Lo scoop di Caravaggio? «Falso» Critico condannato per diffamazione
24 Maggio 2016 0 Di luna_rossaL’ Ansa ha sconvolto le certezze del mondo accademico alle 17.50 del 5 luglio 2012: «Caravaggio, trovati cento disegni mai visti». Il lancio successivo, due minuti dopo: «Stima opere, 700 milioni di euro». La tesi, pubblicata in un ebook di 600 pagine: ci sono cento fogli originali del Merisi tra i 1.378 catalogati al Castello Sforzesco, nel civico Gabinetto dei disegni. Gli autori della scoperta: Maurizio Bernardelli Curuz, all’epoca direttore della fondazione Brescia Musei, e Adriana Conconi Fedrigolli In principio furono i lanci di agenzia: poi si è finiti a carte bollate. La sentenza del Tribunale Civile è uscita il 29 aprile: Palazzo Marino ha vinto la causa agli autori dello «scoop» su Caravaggio. I giudici hanno «accertato il contenuto diffamatorio e lesivo nei confronti del Comune di Milano delle dichiarazioni rilasciate il 6 e il 7 luglio 2012 all’Agenzia Ansa da Maurizio Bernardelli Curuz e, per l’effetto, ha condannato detto convenuto al risarcimento del danno subito». La cifra: 50 mila euro, «oltre interessi e spese di lite», 8.720 euro.

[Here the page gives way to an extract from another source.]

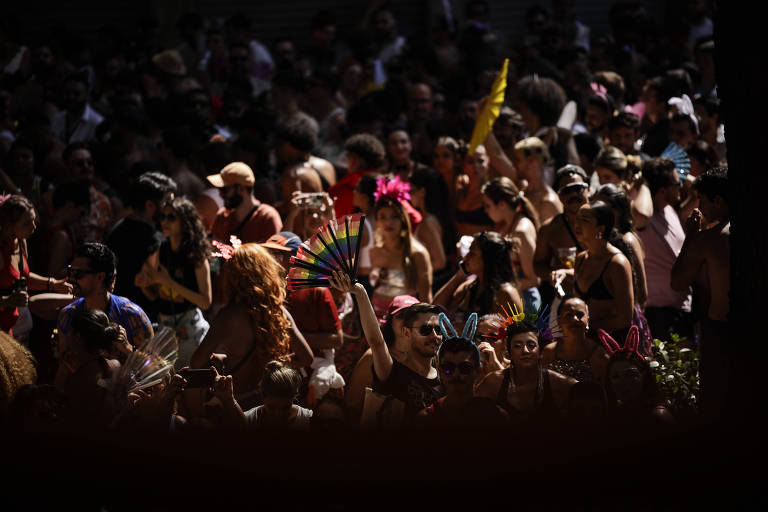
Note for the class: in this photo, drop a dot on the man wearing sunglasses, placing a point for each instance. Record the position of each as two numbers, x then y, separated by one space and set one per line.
572 186
414 381
459 367
92 275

Nell’elenco delle persone citate anche Maria Cristina Ferrari, dipendente della fondazione, Francesca Roman ed Enrico Giustacchini, entrambi giornalisti, la casa editrice Stile Arte Comunicare srl. Fu un abbaglio estivo, hanno sempre detto Palazzo Marino e gli studiosi: una attribuzione debole e maldestra, «una bufala atomica» (cit. Tomaso Montanari). A pagina 37 della sentenza la conferma: «I convenuti non hanno offerto nel presente giudizio la prova della riconducibilità a Caravaggio dei disegni in questione, né alcun riscontro che Bernardelli Curuz e Conconi Fedrigolli abbiano avuto più volte accesso ai disegni al di fuori degli orari d’ufficio». La giunta aveva letto i documenti, consultato gli esperti del Merisi, allestito una mostra e chiamato gli avvocati. L’accusa principale: diffamazione. Le dichiarazioni a verbale dei due studiosi sono state copiate e incollate sulle carte.

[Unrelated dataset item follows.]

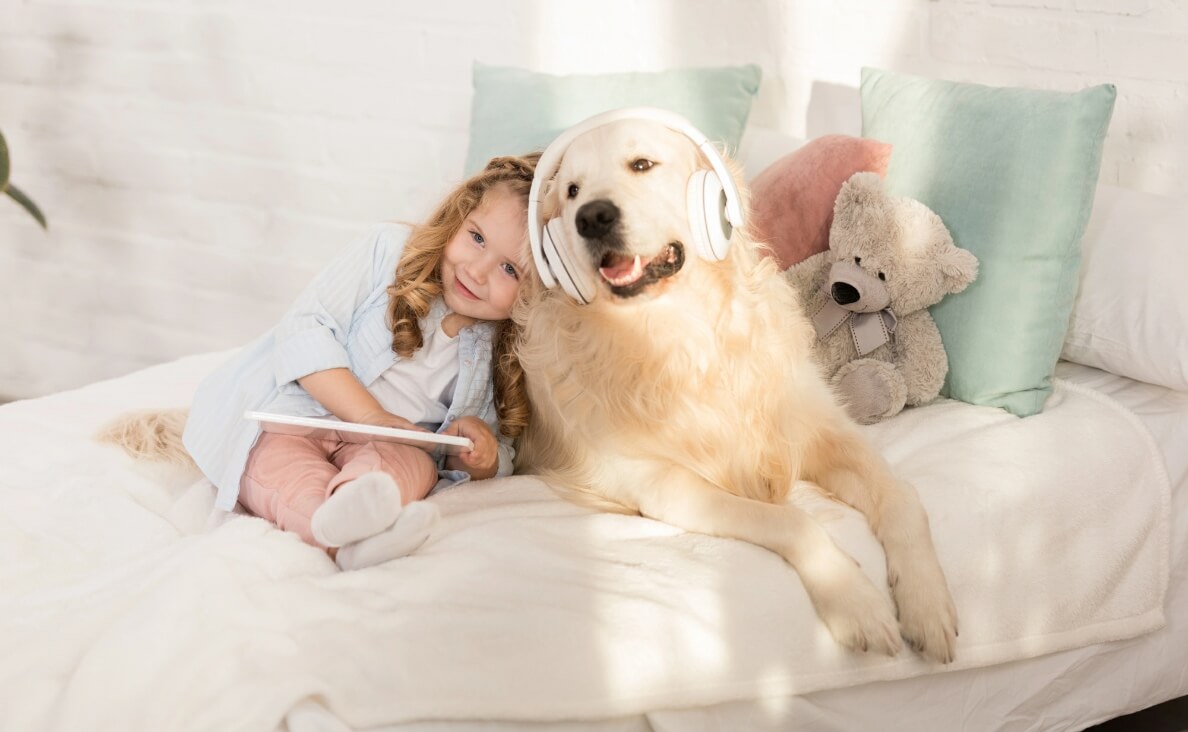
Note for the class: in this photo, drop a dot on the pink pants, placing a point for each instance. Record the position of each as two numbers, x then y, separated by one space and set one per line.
286 478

Esempi sparsi: «Gli studiosi del Castello Sforzesco farebbero meglio a rassegnare le dimissioni» (6 luglio 2012). «Abbiamo consultato gli archivi diverse volte, anche se fuori dall’orario d’ufficio, accompagnati da altre persone» (7 luglio). Ancora: «La mostra di Peterzano è una mostra di parte» (15 dicembre). La sentenza ha pure accertato «la illegittima acquisizione e utilizzazione da parte di tutti i convenuti delle immagini dei disegni della raccolta del Fondo Peterzano per finalità diverse da quelle dichiarate». Nessun risarcimento, in questo caso: gli autori dell’e-book hanno pagato i diritti di riproduzione. Il parere di Enrico Barbagiovanni, avvocato del Comune, in due righe: «Nonostante la pretesa risarcitoria sia stata limitata dal giudice (palazzo Marino aveva chiesto 100 mila euro, ndr), la decisione del giudice rappresenta un buon risultato».